The Limits of the Quantified Self

Measuring our lives won’t necessarily improve them.

How many steps did you take just now? For an increasing number of people, that question can be answered, exactly, in a few seconds. More and more of our lives are being tracked, counted and measured. Go to any tech conference these days and at least one of the wrap-ups will be about the coming onslaught of wearable technology. At CES this year there were new devices that measure your heart rate, blood pressure, the quality of the air around you, UV exposure on your skin, etc. Another device is in the works that aims to measure changes in skin conductance that reflect stress and even boredom and indifference. According to one estimate, the market for wearables is set to go from 325 million devices in 2016 to more than 830 million by 2020.

This urge to count and measure and take in data is only natural. It makes the world feel knowable, it gives us a feeling of control and autonomy. I wear an iWatch myself and I love it. I check my steps every day and the knowledge that they’re being measured makes me want to up my step count.

But the question with all of measuring and counting is: what then? Yes, more information is almost always better than less information. Data doesn’t mean much if we don’t know what to do with it. Or, even worse, when data and tracking become an end in themselves.

A recent study published in the Journal of Clinical Sleep Medicine coined the term “orthosomnia,” in which people become “preoccupied or concerned with improving or perfecting their wearable sleep data.” According to the study, a growing number of people are convincing themselves they have a sleep disorder because they’re relying more on information from their sleep trackers than on other inputs, like how they feel. This “perfectionistic impulse” can then “reinforce sleep-related anxiety.”

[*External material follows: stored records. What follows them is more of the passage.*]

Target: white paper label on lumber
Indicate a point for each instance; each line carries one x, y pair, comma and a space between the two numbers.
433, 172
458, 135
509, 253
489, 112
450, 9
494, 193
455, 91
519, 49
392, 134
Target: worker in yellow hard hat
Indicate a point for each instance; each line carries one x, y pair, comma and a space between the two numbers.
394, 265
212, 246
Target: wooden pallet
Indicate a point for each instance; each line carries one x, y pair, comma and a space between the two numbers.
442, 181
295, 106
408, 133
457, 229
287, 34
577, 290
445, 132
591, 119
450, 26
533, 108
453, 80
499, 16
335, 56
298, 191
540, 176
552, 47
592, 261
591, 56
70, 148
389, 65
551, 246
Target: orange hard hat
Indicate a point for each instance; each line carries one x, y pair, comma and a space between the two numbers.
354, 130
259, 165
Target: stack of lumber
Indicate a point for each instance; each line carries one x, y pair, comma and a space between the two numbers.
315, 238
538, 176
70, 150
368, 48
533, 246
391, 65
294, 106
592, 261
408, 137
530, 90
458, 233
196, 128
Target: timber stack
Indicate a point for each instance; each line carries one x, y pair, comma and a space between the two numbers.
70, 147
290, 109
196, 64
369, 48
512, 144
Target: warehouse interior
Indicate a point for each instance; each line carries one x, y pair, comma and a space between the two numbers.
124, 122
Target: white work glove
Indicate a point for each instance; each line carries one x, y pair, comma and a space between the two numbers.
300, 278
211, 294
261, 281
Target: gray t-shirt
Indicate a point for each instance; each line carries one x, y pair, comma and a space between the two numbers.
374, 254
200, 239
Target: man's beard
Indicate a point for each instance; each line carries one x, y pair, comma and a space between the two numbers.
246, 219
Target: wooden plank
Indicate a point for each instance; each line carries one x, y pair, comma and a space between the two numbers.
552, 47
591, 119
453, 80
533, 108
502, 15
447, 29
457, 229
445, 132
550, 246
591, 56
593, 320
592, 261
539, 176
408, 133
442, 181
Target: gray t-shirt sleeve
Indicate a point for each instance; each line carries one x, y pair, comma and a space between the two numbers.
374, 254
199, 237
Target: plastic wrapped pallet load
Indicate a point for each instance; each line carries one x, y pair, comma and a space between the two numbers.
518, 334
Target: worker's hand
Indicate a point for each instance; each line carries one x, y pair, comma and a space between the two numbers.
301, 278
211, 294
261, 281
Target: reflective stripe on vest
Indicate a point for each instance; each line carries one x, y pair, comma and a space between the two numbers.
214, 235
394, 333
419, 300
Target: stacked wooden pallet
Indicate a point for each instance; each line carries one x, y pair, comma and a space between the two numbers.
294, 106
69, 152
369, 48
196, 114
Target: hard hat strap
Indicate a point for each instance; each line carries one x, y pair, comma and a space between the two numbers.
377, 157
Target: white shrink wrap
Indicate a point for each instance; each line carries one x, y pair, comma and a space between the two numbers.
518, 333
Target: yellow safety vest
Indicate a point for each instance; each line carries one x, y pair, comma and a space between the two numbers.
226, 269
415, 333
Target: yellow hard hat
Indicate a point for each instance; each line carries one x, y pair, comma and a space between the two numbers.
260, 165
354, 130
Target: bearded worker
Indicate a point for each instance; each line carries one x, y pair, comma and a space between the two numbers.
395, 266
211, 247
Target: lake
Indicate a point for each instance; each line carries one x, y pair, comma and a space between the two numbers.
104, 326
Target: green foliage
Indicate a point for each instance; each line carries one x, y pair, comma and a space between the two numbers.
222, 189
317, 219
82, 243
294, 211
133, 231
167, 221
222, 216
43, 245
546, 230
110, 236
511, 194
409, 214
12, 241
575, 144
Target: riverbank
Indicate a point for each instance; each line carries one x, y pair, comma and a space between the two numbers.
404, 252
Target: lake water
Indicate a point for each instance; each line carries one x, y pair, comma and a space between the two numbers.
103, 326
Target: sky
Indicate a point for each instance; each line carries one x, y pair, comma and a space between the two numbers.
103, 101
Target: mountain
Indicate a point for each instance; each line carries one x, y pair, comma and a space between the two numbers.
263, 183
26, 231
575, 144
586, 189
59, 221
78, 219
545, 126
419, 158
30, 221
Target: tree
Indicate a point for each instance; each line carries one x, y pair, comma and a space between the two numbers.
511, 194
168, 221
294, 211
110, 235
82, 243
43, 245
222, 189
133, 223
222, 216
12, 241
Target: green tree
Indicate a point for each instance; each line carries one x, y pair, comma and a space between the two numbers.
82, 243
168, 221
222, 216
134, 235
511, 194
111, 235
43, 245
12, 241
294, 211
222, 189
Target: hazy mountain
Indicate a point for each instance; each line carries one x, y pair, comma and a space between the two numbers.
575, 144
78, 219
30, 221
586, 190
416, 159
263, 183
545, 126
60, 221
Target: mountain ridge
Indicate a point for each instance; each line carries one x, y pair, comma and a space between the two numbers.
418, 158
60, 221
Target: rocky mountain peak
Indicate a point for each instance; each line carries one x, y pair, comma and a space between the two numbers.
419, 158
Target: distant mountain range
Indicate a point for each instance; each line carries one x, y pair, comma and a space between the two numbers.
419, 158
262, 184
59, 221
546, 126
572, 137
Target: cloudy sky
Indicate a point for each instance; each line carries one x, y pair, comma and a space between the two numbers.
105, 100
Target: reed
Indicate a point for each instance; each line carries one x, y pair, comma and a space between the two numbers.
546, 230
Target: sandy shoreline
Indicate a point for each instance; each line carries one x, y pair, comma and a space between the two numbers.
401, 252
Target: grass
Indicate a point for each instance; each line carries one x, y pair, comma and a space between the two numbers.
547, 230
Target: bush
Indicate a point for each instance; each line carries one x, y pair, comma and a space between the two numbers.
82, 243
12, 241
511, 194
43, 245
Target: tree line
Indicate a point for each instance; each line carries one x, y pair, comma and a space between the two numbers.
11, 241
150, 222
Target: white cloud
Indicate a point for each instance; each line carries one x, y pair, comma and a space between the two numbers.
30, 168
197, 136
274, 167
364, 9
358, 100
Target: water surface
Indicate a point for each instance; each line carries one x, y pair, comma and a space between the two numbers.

Of course sleep tracking data can be incredibly useful, but along with it we need guidance about what to do with it. If what a tracker shows is that we need more sleep, we need to know what steps we can take to get there and how we can begin to change our behavior so we can achieve the desired result. Data from a sleep tracker can be valuable, but it can’t be an end in itself.

Another example is fitness trackers, like Fitbit Ace for children. At a time when one out of every six adolescents in the U.S. is affected by obesity and one in four children has tried dieting by the age of 7, it is great to have a device that encourages children to move more. But it’s not enough if it’s not supplemented by conversations with parents and others about why moving and eating right and sleeping are important for your overall well-being. And as Joanna Imse, an eating disorder specialist, put it, “Alerts that are pushed through the tracker might cause children to solely focus on the device’s command, rather than empowering them to intuitively listen to their bodies.”

And we can see the challenges of measuring in our collective well-being as well. In the 1990s, the Human Development Index was developed by, among others, economists Mahbub ul Haq and Amartya Sen. The point was to broaden the assessment of national well-being beyond simply economic measures and GDP. As David Pilling, author of The Growth Delusion: Wealth, Poverty, and the Well-Being of Nations, said, “Income is a means to an end. It’s not an end in itself.”

Building on the Human Development Index has been Harvard professor Michael Porter, who in 2015 led the creation of the Social Progress Index. The goal is not just to take a broader view of well-being, but to look at individual components of what creates national well-being. “Ultimately, we believe you’ve got to go backward in the causal chain, and really understand what is driving happiness,” he said.

The goal, both collectively and individually, is to achieve what ancient Greeks called “eudaimonia”— which is often translated as “happiness,” but is really more about flourishing and thriving. That’s good to keep in mind amidst the coming onslaught of tracking and measuring. Just because something can be measured doesn’t mean it’s more important than what can’t be measured. And as more and more of our lives is getting measured, we should also remember that tracking data is just the first step. Even the best and latest technology is just a tool to augment and enhance our self-knowledge and our wisdom. Otherwise, we’ll end up being a version of that perpetual tech-story: people driving into lakes because that’s what their GPS says they should do.